I was suprised when neither You, Dr. Phil or T.D. Jakes said, a belief that I have always had.  This life is not always about money.  Can your money hold you when you need to be held?  Can your money  listen to you when you have something to say?  Can your money warm your heart by loving you for you?
I say no, Yes I understand that bills must be paid, mortages, utilities etc but people will be suprised as this crisis grows, how much you actually DON'T NEED. Yes you may want it, but you don't NEED it. I heard you say this afternoon "that teenagers were in depression" due to the lack of money.  I feel sorry for all of those who think that money will make them happy or "secure".  My husband and myself never argue about money.  There is no point. It doesn't make more money appear, nor does it pay an overdue bill.  We all need to go back to a simpler way of life.  Before you buy something ask yourself "Do I need this or do I want this."  And purchase accordingly.  Also Dr. Phil and all of you that "stress out" over money matters remember "That this too shall pass". God has us all in His hands, and He will never put more on us than we can handle" .  Trust in Our God, look to Him for answers, and sleep sound tonight.
 
December 3, 2008, 2:41 pm CST

Black Status Symbol

I wouldn't want to not believe another woman, but I have lived in various black neighborhoods where I've even heard the black women say their job is their black indentiy.

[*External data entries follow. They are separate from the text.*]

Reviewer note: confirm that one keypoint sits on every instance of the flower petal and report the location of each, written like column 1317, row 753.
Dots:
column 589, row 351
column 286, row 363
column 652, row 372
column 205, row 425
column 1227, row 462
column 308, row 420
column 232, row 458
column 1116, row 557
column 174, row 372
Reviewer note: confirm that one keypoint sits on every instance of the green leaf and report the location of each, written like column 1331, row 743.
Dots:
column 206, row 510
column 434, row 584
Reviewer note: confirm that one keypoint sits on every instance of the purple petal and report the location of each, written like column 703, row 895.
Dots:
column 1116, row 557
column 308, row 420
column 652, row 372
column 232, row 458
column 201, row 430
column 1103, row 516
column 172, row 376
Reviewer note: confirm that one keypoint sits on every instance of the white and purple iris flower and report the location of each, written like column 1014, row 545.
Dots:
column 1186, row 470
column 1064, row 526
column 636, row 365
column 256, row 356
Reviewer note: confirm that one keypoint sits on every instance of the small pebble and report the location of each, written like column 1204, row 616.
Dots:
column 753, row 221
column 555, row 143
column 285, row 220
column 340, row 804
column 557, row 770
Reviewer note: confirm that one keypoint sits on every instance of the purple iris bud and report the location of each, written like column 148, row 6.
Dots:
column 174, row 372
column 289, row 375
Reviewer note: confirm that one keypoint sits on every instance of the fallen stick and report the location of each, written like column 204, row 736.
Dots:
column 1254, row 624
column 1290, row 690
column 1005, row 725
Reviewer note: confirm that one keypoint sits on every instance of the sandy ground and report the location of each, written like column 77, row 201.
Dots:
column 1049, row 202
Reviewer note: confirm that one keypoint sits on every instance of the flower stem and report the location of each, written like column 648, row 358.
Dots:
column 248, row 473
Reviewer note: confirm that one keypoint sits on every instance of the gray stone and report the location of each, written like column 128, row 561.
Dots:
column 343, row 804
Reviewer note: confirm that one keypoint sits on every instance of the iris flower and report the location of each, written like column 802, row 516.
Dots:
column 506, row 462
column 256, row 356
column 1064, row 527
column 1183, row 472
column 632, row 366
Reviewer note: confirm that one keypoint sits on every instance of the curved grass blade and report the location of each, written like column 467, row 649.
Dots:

For one black woman down the street her job is her whole being. And the black wife may be insisting to uphold the family's black (racial) image.
 
December 3, 2008, 2:58 pm CST

A job is needed

While money is not the end all be all of everything, money is needed to survive.  My wife left for me another man because she was tired of carrying the load financially.  I was coaching and earnestly looking for a job, while pursuing that dream of being a major college coach.  So I relate well to todays show. 

 

My wife and I had seperated before and I moved back to Ohio to reconcile with her.  I had a job when I got there, but it was costing us over $400 a month in gas for just my car, I hated the job and the 66 miles one way commute.  Anyway, we decided as a couple that I should resign and substitute teach.  While in the midst of the hiring process things at home got turned off at home, like the heat.  To make a long story short, she ended up leaving me for another man.  I lost everything, and now reside in Atlanta, GA and I am in the process of switching careers to nursing.

 

The bottom line is a man has to provide for his family, but his wife has to support him and be there through good and bad times together.  A husband and wife must work together, and must see each other through the rough times.

 
December 3, 2008, 3:27 pm CST

How come this never came up??

Hi all,

 

  I'm new here-- first post-- please bear with me. 

 

  Anyway--  I can't believe Dr. Phil--  how come -- with the last couple shown-- Dr. Phil  never mentioned the fact that the husband without a job doesn't even do ANY house work?   The wife works all day and then has to come home and cook dinner, clean house and do laundry!!!   excuse me!!   It's as if this husband wants to be her child instead.   He is not holding up any of the weight of being married and an adult.

 

   I found it a bit upsetting that Dr. Phil didn't bring that up.   I bet he would have if the wife was home and not working and not cooking or doing housework.   He would have asked why she doesn't do any of the house work.......... so why didn't he ask the husband???   is Dr. Phil stuck in Victorian times???  me thinks so.    It's quite sad when a popular TV personality doesn't try and bring humanity up with the times.......  I'm so disappointed...........  :o(

 

 

Lila

 

  

 
December 3, 2008, 3:33 pm CST

12/03 Families under Fire

Quote From: stan92057

Everyone keeps saying that obama is an african american he is not, he is a bi racial man not a black man he is both. His mom was white and his father was black and that all i have to point out. Get it right hes bi racial man not a blackman

Well, it seems to me that if one is bi racial the "white" must be pushed to the back, if one is going to get much recognition.   

 I don't know why an accomplishment means more if one is regarded as a minority--- I think an accomplisment should be colorless.